A GTA couple is living a nightmare.
Yixing Hu and David Lea were looking to buy home, got sucked into a bidding war, won it, had to back out, and now they have been ordered by the Ontario Supreme Court to pay the sellers $470,000 — even though they didn't end up buying the home.
Before you find out why this is the case, you need to learn their story ... As do any homebuyers.
Because you don't want to fall into this trap too.
In March of 2017, Douglas and Sheila Gamoff listed their Whitchurch-Stouffville home for $2 million. The property included a 2,800-square-foot heated 14-car garage and over an acre of land.
Just days after it hit the market, the home had three potential buyers. Hu and Lea were one set of these buyers and offered $2.05 million.

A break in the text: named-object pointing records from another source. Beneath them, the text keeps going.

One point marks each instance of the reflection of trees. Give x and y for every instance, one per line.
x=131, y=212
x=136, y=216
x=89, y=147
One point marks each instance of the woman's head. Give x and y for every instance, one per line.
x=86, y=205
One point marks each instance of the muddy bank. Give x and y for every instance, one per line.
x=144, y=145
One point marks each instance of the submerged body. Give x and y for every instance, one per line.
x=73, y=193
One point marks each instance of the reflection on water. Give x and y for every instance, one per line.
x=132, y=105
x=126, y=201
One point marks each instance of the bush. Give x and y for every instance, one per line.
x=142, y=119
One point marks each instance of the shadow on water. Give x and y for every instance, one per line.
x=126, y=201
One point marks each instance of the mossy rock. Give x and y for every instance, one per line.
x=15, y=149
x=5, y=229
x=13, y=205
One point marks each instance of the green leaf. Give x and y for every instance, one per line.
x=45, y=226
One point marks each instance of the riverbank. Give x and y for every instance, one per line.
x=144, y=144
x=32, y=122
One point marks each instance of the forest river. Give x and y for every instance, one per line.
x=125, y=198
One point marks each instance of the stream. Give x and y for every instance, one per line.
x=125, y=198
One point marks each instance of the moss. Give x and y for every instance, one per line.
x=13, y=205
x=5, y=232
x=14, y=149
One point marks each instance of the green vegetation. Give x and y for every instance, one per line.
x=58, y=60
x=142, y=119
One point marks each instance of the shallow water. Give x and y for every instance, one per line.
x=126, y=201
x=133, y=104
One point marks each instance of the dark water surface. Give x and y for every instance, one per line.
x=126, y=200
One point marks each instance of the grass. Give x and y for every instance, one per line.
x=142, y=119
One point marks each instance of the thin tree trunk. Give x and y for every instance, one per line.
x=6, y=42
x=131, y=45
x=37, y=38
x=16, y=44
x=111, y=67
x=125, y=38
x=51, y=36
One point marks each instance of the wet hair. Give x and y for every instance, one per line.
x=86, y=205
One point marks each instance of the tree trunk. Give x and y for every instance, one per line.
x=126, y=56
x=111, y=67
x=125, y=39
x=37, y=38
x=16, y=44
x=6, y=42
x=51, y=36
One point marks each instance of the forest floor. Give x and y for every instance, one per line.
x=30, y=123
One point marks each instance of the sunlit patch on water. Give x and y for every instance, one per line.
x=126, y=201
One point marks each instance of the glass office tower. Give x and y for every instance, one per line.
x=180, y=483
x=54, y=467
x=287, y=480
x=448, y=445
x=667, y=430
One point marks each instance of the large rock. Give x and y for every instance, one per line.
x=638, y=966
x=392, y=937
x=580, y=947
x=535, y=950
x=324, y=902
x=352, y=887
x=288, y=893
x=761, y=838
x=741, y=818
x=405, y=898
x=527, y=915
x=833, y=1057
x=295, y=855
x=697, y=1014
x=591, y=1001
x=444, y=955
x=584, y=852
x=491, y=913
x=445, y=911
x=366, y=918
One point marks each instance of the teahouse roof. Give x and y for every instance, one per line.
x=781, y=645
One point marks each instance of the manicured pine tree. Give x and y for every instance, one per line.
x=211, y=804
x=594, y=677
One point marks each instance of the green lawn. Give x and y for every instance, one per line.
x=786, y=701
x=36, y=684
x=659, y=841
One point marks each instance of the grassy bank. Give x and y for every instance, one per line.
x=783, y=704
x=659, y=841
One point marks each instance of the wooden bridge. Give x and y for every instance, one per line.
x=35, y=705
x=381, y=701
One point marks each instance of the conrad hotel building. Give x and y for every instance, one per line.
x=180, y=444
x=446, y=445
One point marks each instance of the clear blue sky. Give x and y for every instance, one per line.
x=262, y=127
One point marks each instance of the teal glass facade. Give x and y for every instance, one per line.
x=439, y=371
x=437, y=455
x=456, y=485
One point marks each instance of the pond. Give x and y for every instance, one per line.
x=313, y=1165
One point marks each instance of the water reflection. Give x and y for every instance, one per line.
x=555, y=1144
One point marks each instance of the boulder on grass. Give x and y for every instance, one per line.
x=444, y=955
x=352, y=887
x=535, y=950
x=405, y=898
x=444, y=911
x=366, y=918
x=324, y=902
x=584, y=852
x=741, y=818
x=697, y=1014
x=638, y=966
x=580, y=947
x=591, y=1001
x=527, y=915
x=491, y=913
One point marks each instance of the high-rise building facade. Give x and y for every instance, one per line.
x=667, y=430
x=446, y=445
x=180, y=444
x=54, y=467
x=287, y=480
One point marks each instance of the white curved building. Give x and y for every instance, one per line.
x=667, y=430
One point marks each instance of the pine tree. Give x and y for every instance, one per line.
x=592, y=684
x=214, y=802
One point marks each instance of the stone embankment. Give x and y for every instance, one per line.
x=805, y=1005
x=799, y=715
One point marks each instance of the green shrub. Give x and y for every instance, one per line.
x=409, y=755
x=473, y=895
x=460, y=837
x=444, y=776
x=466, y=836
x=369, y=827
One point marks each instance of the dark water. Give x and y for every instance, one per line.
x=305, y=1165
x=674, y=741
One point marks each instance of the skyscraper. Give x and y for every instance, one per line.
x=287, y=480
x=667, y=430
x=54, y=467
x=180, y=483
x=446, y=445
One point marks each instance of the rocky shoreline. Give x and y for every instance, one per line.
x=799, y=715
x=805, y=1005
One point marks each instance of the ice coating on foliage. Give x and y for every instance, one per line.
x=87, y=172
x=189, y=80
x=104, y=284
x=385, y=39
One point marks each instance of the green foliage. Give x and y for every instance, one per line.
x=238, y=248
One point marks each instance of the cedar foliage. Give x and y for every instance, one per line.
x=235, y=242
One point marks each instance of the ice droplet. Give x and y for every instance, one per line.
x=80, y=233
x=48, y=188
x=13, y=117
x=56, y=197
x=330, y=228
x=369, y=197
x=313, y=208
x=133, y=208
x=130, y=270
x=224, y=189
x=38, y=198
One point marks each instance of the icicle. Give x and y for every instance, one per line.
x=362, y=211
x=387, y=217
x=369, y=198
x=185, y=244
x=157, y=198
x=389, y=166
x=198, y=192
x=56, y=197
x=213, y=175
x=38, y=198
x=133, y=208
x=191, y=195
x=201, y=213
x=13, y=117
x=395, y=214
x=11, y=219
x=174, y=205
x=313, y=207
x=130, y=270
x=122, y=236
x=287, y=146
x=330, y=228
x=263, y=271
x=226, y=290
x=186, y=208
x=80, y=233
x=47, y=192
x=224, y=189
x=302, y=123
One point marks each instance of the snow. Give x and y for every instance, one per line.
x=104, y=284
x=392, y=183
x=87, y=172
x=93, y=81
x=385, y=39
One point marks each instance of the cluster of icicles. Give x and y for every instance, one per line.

Given the multiple offers, the Gamoffs' realtor wanted the pair to come back with a higher offer.
While the judge's ruling, shared by the Toronto Sun, states Hu and Lea had no desire to get involved with a bidding war, the hot market still lured them. They won the property with a bid of $2.25 million. And so the nightmare began ...
As the judgment indicates, the couple couldn't get the financing — and the offer wasn't conditional on securing financing.
Hu and Lea wanted out. They had to go the Gamoffs' lawyer to plead their case. So the Gamoffs had to go into damage-control mode and relisted their home for $2.25 million.
Now they were the ones with a nightmare on their hands. It was May. The market had cooled. Significantly.
Two weeks went by. No offers. They lowered the price to $1,998,000.
Two more months went by. Nothing.
At the end of July, the Gamoffs dropped the price — again — to $1,798,000. The home sold within two weeks.
So the sellers wanted to recoup their losses and sued Lea and Hu for the difference from the original $2.25 million sale price.
In his ruling, Ontario Superior Court Justice Mark Edwards found the Gamoffs “are entitled to damages based on the difference between the contracted for sale price between the parties and the ultimate sale price of $1,780,000. The plaintiffs are also entitled to the special damages claimed.”
Justice Edwards also noted, “When the residential real estate market is a rising market, most people — perhaps with the exception of first-time buyers — are happy homeowners and investors.”
“When the market turns and drops, it is not for the faint of heart. The facts of this case tragically demonstrate how one family, presumably desperate for their dream home, became embroiled in a bidding war and overextended their ability to finance the purchase price of that dream home.”